In deciding to maintain the existing balance between umpiring and technology, the ICC's cricket-playing committee has predictably adopted a "wait and see" policy on lbw decisions. That is despite the introduction of the Hawkeye tracking system on Channel 4 in England during last week's First Test between England and Pakistan at Lord's.

Despite its mixed reception, Hawkeye's Test career made a solid start. The few decisions with which it disagreed were marginal, and it didn't embarrass the umpires, as some of its detractors had feared. In the same game, the Snickometer (Hawkeye's more seasoned stable-mate) confirmed one decision – by Peter Willey to send back Inzamam in Pakistan's second innings – as a brilliant one. Umpires will never be 100% infallible, but the mistakes made at Lord's were reassuringly few.

Since the experiments in World Series Cricket in the late 1970s, the march of technology has accelerated relentlessly. The introduction of a third umpire for run-out decisions, made possible by the proliferation of camera angles, was bemoaned at the time by traditionalists, who took the view that to take any decision out of the hands of the umpires on the pitch was a profanity. But it seems inconceivable now that the old order can return, and if the reliability of systems like Hawkeye can be proven over the longer term, the balance of power will shift further from pitch to pavilion.

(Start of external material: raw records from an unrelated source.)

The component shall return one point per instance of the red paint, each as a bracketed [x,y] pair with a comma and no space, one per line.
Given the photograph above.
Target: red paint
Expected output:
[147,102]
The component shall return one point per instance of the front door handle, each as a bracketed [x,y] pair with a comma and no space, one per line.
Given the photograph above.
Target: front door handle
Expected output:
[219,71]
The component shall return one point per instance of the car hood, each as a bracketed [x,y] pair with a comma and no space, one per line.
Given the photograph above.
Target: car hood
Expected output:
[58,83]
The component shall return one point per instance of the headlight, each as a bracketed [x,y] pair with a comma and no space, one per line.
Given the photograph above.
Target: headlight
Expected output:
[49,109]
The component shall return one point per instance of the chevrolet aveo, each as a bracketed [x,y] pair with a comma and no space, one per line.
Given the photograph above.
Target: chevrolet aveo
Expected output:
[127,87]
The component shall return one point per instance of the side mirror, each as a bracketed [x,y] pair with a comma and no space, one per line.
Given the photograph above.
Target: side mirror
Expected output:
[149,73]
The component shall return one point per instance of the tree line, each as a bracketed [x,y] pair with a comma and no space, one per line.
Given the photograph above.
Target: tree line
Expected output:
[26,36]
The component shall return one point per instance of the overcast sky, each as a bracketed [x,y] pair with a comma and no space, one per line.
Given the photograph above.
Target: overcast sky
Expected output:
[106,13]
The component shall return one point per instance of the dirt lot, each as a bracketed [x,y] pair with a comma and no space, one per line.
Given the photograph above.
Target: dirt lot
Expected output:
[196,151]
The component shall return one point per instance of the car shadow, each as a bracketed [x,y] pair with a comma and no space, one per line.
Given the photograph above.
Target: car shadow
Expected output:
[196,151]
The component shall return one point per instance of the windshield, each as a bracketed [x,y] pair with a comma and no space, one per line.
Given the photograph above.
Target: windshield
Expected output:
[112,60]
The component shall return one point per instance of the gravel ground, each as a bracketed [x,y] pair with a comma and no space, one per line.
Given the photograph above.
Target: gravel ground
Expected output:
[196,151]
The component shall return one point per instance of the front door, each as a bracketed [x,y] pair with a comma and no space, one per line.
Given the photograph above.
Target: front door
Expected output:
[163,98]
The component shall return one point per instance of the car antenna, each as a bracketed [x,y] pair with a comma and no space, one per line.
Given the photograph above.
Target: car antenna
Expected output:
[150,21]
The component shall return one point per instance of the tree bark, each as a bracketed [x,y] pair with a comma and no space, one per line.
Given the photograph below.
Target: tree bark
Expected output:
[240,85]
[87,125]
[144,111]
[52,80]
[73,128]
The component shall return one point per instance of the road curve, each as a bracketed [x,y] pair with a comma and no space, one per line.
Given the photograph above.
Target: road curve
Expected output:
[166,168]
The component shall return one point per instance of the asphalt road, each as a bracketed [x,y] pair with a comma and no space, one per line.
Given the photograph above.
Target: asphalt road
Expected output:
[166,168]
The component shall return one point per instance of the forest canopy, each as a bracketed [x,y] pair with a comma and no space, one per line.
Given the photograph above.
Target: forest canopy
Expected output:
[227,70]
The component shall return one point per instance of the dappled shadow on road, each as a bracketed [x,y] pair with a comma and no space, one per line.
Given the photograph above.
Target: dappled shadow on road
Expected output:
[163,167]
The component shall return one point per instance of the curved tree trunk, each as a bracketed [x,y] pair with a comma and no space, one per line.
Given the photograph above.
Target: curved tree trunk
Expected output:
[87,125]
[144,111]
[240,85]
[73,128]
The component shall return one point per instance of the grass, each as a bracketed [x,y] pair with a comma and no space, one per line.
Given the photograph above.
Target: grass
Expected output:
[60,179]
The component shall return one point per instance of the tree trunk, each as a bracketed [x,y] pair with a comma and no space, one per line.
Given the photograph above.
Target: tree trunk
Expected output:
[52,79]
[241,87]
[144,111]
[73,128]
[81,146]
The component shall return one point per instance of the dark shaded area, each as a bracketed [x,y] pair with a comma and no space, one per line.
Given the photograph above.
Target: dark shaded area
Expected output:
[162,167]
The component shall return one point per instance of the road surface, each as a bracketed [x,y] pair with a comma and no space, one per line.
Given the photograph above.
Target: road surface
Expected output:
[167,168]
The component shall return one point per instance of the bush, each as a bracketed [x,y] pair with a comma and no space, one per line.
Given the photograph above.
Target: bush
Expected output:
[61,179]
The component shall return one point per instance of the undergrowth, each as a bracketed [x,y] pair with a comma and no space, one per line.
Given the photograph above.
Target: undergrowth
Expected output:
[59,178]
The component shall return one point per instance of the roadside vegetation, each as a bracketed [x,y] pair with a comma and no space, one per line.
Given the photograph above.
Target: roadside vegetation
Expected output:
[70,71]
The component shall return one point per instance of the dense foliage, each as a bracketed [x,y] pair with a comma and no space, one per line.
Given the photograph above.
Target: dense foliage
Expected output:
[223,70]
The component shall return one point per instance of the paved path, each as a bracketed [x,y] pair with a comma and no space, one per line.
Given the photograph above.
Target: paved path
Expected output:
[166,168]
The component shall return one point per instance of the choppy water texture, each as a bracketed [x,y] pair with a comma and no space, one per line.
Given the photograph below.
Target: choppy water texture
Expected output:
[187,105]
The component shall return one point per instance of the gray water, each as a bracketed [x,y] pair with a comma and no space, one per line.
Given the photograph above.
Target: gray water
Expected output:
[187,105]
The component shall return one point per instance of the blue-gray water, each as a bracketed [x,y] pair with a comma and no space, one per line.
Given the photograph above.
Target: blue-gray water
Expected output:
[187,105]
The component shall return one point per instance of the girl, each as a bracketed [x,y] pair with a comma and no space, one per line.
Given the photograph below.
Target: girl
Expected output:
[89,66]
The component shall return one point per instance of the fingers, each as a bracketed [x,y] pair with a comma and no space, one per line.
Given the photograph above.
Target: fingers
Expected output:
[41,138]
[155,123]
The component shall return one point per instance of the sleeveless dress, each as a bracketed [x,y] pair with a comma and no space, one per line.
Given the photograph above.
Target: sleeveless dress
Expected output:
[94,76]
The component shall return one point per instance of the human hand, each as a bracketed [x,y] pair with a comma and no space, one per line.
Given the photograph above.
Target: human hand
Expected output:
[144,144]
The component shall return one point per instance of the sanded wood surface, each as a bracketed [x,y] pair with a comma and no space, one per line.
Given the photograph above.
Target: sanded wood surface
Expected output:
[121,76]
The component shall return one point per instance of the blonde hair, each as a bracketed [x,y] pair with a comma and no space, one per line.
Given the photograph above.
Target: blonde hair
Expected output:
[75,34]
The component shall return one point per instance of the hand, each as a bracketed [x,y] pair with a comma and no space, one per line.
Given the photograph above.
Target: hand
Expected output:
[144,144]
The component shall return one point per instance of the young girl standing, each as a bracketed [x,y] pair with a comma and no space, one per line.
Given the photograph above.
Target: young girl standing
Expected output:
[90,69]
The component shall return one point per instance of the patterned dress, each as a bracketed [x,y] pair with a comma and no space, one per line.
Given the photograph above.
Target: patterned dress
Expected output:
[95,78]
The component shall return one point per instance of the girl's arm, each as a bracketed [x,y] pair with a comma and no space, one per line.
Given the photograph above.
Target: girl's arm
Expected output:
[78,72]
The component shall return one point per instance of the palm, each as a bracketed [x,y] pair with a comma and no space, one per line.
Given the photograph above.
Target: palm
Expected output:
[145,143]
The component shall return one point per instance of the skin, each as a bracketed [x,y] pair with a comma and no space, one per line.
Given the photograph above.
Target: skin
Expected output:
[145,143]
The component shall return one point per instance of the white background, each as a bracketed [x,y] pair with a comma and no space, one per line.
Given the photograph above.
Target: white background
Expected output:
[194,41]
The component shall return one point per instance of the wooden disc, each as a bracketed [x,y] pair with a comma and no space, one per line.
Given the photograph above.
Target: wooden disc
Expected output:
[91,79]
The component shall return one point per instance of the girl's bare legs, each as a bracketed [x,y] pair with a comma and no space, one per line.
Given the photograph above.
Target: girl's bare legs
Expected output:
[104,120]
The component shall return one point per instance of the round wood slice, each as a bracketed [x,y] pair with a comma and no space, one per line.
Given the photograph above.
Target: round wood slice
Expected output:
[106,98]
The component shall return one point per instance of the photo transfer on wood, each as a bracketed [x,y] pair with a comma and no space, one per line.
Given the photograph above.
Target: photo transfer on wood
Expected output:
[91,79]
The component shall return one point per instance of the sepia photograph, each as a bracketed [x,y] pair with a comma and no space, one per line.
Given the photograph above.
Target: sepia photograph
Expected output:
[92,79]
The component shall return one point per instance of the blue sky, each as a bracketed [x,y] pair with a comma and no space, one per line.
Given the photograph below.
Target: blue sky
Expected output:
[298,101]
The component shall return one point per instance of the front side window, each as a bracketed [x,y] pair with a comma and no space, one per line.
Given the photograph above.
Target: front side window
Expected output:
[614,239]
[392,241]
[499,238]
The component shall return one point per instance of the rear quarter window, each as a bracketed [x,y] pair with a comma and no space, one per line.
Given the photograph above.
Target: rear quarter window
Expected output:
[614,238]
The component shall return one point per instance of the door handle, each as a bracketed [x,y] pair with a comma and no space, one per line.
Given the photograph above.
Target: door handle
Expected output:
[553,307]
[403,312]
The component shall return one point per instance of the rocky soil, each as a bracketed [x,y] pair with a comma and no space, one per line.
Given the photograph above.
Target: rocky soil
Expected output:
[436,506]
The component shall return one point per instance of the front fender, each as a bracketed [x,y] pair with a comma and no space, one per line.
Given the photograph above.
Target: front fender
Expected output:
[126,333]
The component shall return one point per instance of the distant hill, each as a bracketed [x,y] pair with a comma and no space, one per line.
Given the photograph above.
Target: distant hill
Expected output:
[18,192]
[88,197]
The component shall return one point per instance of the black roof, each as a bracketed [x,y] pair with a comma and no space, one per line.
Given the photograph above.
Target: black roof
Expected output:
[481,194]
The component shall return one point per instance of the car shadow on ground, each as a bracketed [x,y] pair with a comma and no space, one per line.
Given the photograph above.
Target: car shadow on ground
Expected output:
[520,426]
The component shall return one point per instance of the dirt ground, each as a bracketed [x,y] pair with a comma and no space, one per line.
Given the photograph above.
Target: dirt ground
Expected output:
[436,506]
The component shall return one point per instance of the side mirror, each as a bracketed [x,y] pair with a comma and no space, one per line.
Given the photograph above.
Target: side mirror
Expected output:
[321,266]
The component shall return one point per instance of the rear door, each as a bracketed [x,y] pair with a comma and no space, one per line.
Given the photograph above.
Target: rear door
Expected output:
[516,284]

In the meantime, and not unreasonably, the ICC has decided to wait before assessing the merits of the new "elite" Test umpiring panel that takes over in less than a year's time. It has also taken account of the speed of technological development by agreeing to review the matter regularly.

England's twilight win over Pakistan at Karachi last December, on a ground where floodlights were installed but couldn't be used, must surely have prompted the approval of the mandatory use of lights to allow play to continue in conditions when natural light would prevent it. And the use of a five-run penalty for disciplinary breaches of the laws of cricket is to be applauded.